By the way, for Julian Nagelsmann life at FC Bayern is about to begin, but his time too will come to an end at some point. If only because of FC Bayern’s penchant for German speaking coaches, Jogi Löw will always almost by default be a candidate for FC Bayern. Criticism of him may be popular, especially among Bayern fans, but they should get used to this thought sooner better than later.

Hansi Flick – Löw’s heir and student 

Now Hansi Flick is about to succeed Jogi Löw at the helm of the DFB team. He seems like the perfect candidate poised for making an immediate impact. What Löw’s teams excelled at early on has been completely lost over time: Strong, thorough, coordinated pressing. It is fitting, then, that Hansi Flick’s FC Bayern were known first and foremost for their unconditional, aggressive, and high pressing. There will be no more such situations as the one during the England match when Müller encouraged his teammates to keep pushing only to be left stunned that no one heeded his call.

I can well imagine that Hansi Flick will let the national team off the leash, just as he did with FC Bayern. Particularly in Germany’s weak World Cup qualifying group, I can already see him simply lining up all the best offensive players he can find, stationing them insanely high up the pitch, and letting them run riot over the smaller nations.

The assessment becomes more difficult, however, when I think of him as a tournament coach. If there are two things he could not do at FC Bayern at all, it was good in-game personell adjustments and adjustments to the opponent’s system. But without mastering these skills, it is hard to win anything as a national coach. You may collect victories against smaller nations, but in knockout phases of big tournaments there are always those close games where victory and defeat hinge on a coach’s ability to make clever adjustments. As uncompromising as Flick was at FC Bayern, I can already picture the tabloid headlines of “thick-headed Flick”.

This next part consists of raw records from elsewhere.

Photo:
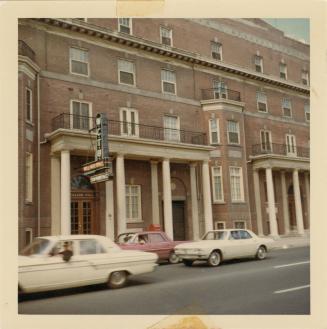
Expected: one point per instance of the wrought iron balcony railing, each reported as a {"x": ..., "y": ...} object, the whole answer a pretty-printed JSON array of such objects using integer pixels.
[
  {"x": 133, "y": 130},
  {"x": 281, "y": 149},
  {"x": 221, "y": 93}
]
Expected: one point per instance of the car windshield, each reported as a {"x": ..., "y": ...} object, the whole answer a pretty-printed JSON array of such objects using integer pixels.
[
  {"x": 220, "y": 235},
  {"x": 37, "y": 247}
]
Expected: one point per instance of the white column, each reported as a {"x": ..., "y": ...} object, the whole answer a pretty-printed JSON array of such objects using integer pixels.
[
  {"x": 298, "y": 205},
  {"x": 207, "y": 205},
  {"x": 110, "y": 223},
  {"x": 271, "y": 203},
  {"x": 121, "y": 195},
  {"x": 168, "y": 211},
  {"x": 154, "y": 192},
  {"x": 55, "y": 195},
  {"x": 286, "y": 213},
  {"x": 257, "y": 198},
  {"x": 65, "y": 192},
  {"x": 194, "y": 200}
]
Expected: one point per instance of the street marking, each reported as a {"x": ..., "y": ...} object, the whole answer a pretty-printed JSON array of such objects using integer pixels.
[
  {"x": 291, "y": 289},
  {"x": 292, "y": 264}
]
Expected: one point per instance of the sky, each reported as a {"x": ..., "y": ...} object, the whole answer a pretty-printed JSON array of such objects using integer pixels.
[{"x": 297, "y": 28}]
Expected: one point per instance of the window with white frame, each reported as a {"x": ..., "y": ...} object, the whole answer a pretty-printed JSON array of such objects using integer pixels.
[
  {"x": 287, "y": 107},
  {"x": 133, "y": 202},
  {"x": 81, "y": 115},
  {"x": 217, "y": 184},
  {"x": 29, "y": 177},
  {"x": 171, "y": 128},
  {"x": 125, "y": 25},
  {"x": 258, "y": 63},
  {"x": 79, "y": 61},
  {"x": 166, "y": 36},
  {"x": 220, "y": 89},
  {"x": 29, "y": 104},
  {"x": 214, "y": 131},
  {"x": 307, "y": 111},
  {"x": 236, "y": 184},
  {"x": 262, "y": 101},
  {"x": 265, "y": 137},
  {"x": 233, "y": 132},
  {"x": 168, "y": 81},
  {"x": 126, "y": 72},
  {"x": 283, "y": 71},
  {"x": 216, "y": 50},
  {"x": 129, "y": 119}
]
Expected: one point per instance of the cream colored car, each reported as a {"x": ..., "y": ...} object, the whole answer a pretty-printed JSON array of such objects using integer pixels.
[
  {"x": 55, "y": 262},
  {"x": 219, "y": 245}
]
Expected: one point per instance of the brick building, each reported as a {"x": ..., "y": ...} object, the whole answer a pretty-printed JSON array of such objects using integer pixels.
[{"x": 208, "y": 126}]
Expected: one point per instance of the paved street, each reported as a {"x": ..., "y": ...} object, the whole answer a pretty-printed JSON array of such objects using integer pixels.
[{"x": 277, "y": 285}]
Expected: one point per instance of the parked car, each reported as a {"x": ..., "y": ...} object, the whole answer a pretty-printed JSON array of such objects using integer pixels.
[
  {"x": 219, "y": 245},
  {"x": 53, "y": 262},
  {"x": 153, "y": 241}
]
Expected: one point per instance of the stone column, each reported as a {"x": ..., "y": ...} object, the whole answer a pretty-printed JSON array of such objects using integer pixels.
[
  {"x": 257, "y": 198},
  {"x": 207, "y": 205},
  {"x": 298, "y": 205},
  {"x": 194, "y": 200},
  {"x": 286, "y": 213},
  {"x": 55, "y": 195},
  {"x": 65, "y": 193},
  {"x": 168, "y": 211},
  {"x": 121, "y": 194},
  {"x": 271, "y": 203},
  {"x": 154, "y": 192}
]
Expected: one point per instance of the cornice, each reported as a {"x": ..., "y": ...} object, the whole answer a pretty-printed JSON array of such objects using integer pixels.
[{"x": 167, "y": 51}]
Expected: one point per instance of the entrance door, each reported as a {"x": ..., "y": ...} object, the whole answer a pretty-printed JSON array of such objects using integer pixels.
[{"x": 179, "y": 220}]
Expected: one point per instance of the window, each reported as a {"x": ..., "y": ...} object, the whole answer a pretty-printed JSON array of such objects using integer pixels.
[
  {"x": 79, "y": 61},
  {"x": 283, "y": 71},
  {"x": 129, "y": 122},
  {"x": 125, "y": 25},
  {"x": 168, "y": 80},
  {"x": 261, "y": 102},
  {"x": 220, "y": 89},
  {"x": 236, "y": 183},
  {"x": 81, "y": 115},
  {"x": 214, "y": 131},
  {"x": 307, "y": 112},
  {"x": 233, "y": 132},
  {"x": 133, "y": 203},
  {"x": 216, "y": 50},
  {"x": 290, "y": 145},
  {"x": 217, "y": 183},
  {"x": 258, "y": 63},
  {"x": 171, "y": 128},
  {"x": 29, "y": 104},
  {"x": 126, "y": 72},
  {"x": 287, "y": 108},
  {"x": 29, "y": 177},
  {"x": 265, "y": 137},
  {"x": 166, "y": 36}
]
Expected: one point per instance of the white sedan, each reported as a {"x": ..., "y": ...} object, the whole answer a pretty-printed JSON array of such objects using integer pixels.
[
  {"x": 54, "y": 262},
  {"x": 219, "y": 245}
]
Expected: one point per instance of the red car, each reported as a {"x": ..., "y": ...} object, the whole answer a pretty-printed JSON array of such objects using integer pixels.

The good thing is that if that should come to pass, the team would at least go down with flying colors instead of leaving the spectators bored out of their minds as was the case at this year’s Euros. But neither model will bring success. Flick will have the courage that Jogi Löw recently lacked. But he will also have to be careful not to become overconfident and stubborn in his approach, which is something he could be accused of in his second year at FC Bayern.

Just as Löw should have been more like Flick in his latter days, Flick as national team coach should try to model himself more on the early Jogi Löw, who always knew how to help his team with shrewed adjustments at the right time. They is the only way he will be successful. As successful as Joachim Löw.